Bridging the communication gap - Gojko Adzik
Date: 8 March 2021
If you work in software development, I'm sure you have experienced this phenomenon where a bunch of people happily end the discussion of a new piece of work understanding everything, and weeks later, when the piece of work is "done" the happy faces are gone and the solution provided doesn't meet expectations or fully cover all necessary cases.
Day 1:
-Well, it's just supporting the same >>feature<< for a new country, it should be easy!
-Yeah, it'll be just adding a new entry in a registry and that's all...
Day 30:
-Why isn't >>this specific case<< working on this new country yet?
-Well, that was not in the requirements...
Classic, right? 😂
That's what we call a communication gap and there are many people trying stuff to prevent this issue from happening by implementing working practices (or rules) that they have heard of. And we already know that practices without understanding the principles and values behind them, won't get us very far. We'll be doing things we don't know why we do them for and get frustrated about this problem still happening as well as force others to participate in ceremonies that don't bring them any value.
How to prevent it
We can minimise the risk of getting something really wrong by doing our best to satisfy a set of rules. We assume we're already working in an Agile methodology, which won't prevent us from having communication issues - as shorter feedback loops also come with shorter deliverable timelines:
No Coding Monkeys
Don't prescrive a solution.
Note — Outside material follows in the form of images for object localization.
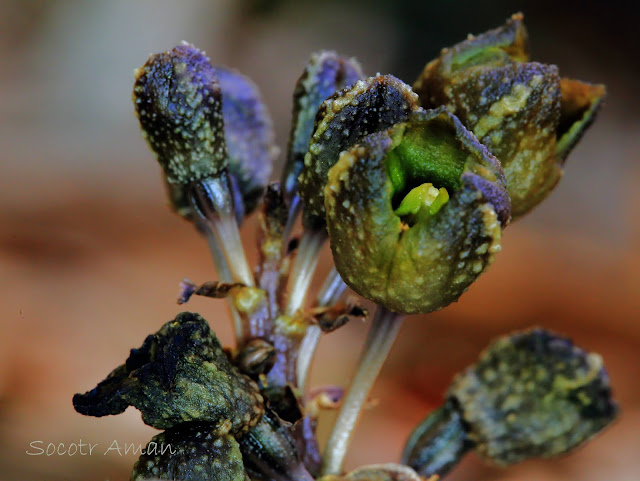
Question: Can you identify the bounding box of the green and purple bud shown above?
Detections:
[283,51,364,202]
[133,42,227,189]
[133,43,276,220]
[414,14,606,218]
[215,66,277,216]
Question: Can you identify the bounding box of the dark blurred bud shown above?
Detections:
[215,66,277,216]
[318,463,423,481]
[298,75,420,227]
[131,422,245,481]
[73,312,264,434]
[133,42,227,188]
[402,402,470,479]
[238,408,314,481]
[325,107,509,313]
[404,328,618,478]
[449,328,618,465]
[236,338,276,378]
[282,51,364,201]
[414,14,606,218]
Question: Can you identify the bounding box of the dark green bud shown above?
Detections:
[216,66,277,216]
[131,422,245,481]
[325,107,509,313]
[283,51,364,201]
[402,402,471,479]
[449,328,618,465]
[238,409,314,481]
[298,75,420,227]
[73,312,264,434]
[133,43,228,188]
[414,14,606,218]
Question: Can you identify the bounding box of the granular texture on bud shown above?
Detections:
[414,14,605,218]
[325,107,509,313]
[298,75,420,227]
[283,51,364,200]
[73,312,264,434]
[133,43,227,187]
[448,328,618,465]
[131,422,245,481]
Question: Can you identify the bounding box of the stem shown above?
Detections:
[282,194,302,245]
[316,267,348,307]
[191,176,255,287]
[321,306,403,476]
[199,221,245,344]
[284,227,327,316]
[297,268,348,390]
[296,325,322,391]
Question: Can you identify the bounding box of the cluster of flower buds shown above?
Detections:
[74,14,616,481]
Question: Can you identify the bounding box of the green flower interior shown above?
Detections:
[386,119,469,222]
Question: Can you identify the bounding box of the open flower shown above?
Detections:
[413,14,606,218]
[73,312,264,434]
[323,103,509,313]
[403,328,618,478]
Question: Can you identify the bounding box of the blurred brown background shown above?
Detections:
[1,1,638,480]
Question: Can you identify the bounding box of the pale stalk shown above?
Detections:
[200,221,245,344]
[321,306,403,476]
[296,267,348,390]
[284,227,327,316]
[191,176,255,288]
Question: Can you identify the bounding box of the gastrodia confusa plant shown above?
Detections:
[74,15,616,481]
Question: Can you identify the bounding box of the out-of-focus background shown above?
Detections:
[1,0,638,480]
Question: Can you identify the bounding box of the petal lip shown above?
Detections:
[556,78,606,164]
[299,74,420,227]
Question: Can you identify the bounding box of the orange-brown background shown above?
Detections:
[1,1,638,480]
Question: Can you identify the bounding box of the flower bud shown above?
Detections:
[133,42,227,188]
[414,14,606,218]
[325,107,509,313]
[283,51,364,201]
[450,328,617,465]
[73,312,264,434]
[215,66,277,216]
[238,409,314,481]
[298,75,420,227]
[402,402,470,479]
[131,422,245,481]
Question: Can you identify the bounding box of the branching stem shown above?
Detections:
[297,268,348,390]
[284,227,327,316]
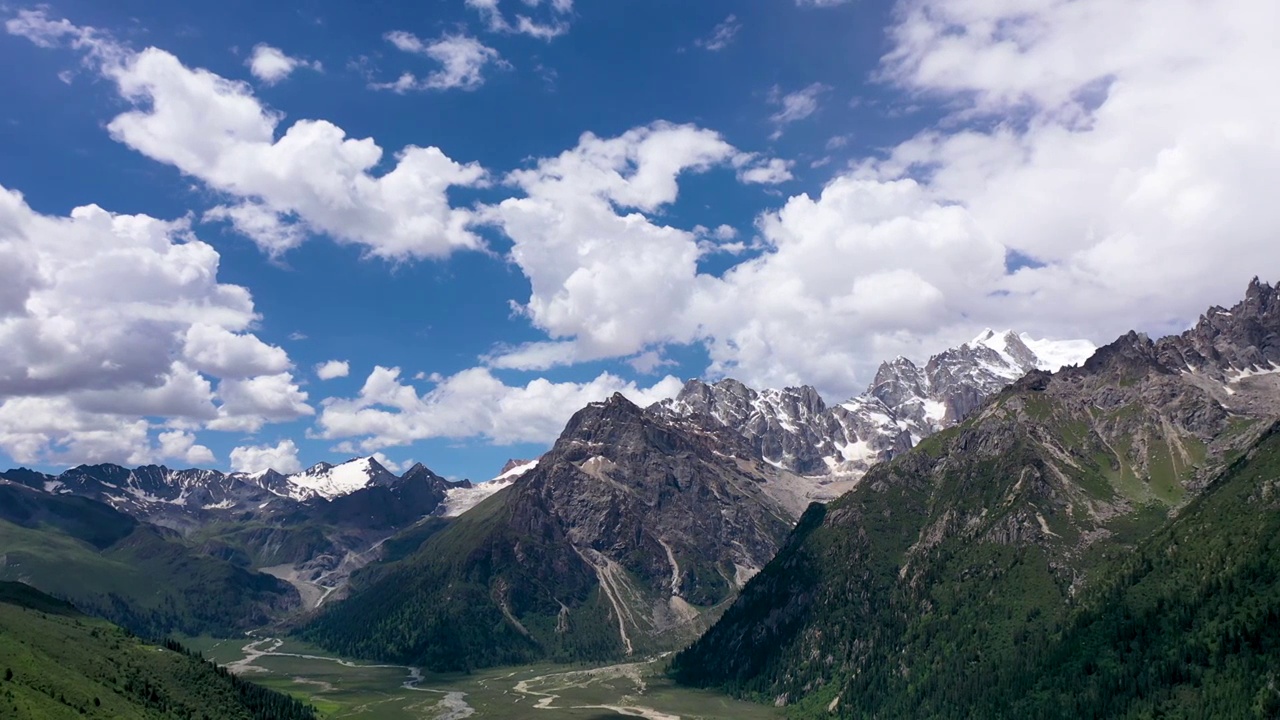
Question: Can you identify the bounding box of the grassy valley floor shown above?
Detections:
[185,636,779,720]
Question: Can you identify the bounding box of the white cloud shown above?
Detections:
[183,323,290,379]
[473,0,1280,402]
[696,15,740,52]
[376,31,504,92]
[246,43,320,85]
[317,366,682,449]
[465,0,573,40]
[315,360,350,380]
[203,202,307,257]
[230,439,302,474]
[11,0,1276,458]
[9,11,490,261]
[737,157,794,185]
[768,83,829,138]
[628,350,676,375]
[481,123,740,363]
[371,451,411,473]
[157,430,215,466]
[212,373,313,432]
[484,341,580,371]
[0,184,310,465]
[796,0,853,6]
[856,0,1280,343]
Everyone in the process QA Engineers and Developers need to understand the business goal under a piece of work so that they can optimise in order to meet the target instead of just blindly implement a given solution which will come with misscomunication errors and not solve the original problem.
Build a shared language - Even if it feels very basic
When having a conversation, start by explaining or asking what people mean by each keyword of the explanation. It's fascinating how peple from different companies and teams call different things with the same word or same thing with different words. Having an ubicutous language is really important - One of the best product desiners I've ever worked with, would start by askinng and making sure we would all use the same word for different areas of the product before doing any work. That worked wonders! Don't feel afraid to ask too "basic" questions. Going form the basic will allow you identify inconsistencies that can get very expensive if they are ignored.
Communicate with examples
Examples leave less room for misinterpretation, they make us think harder and deeper are a avery effective communication technique. Way better than an imperative request. Imperative requests have hidden details behind the domain knowledge. As a domain expert (i.e: a nutrition team member at Tails.com) there are things that seem incredibly obvious to them but will hide details that can only be discovered by examples.
Run specification workshops
Having domain experts, QA and developers going through examples and identifying and analising edge cases, ensures that decisions are made by the right people, developers won't make asumptions implementing wrong cases and QA engineers will less likely miss details when running their QA tests.
Convert examples into test cases
Once we have examples, developers and QA engineers can build tests to either test-drive the implementation or to automate the e2e tests.
Create easy to read diagrams
Workflow and state diagrams, if kept simple, will also allow getting the key scenarios and edge cases cleared out and tidy, explaining rules for each decision.
The pinacle of efficiency
Gojko suggests some tools that allow having product owners or domain experts writing gherking format acceptance tests that would automatically run and validate or fail our release. I personally haven't got that far because it requires a lot of training and setup but I definitely see a lot of value on this.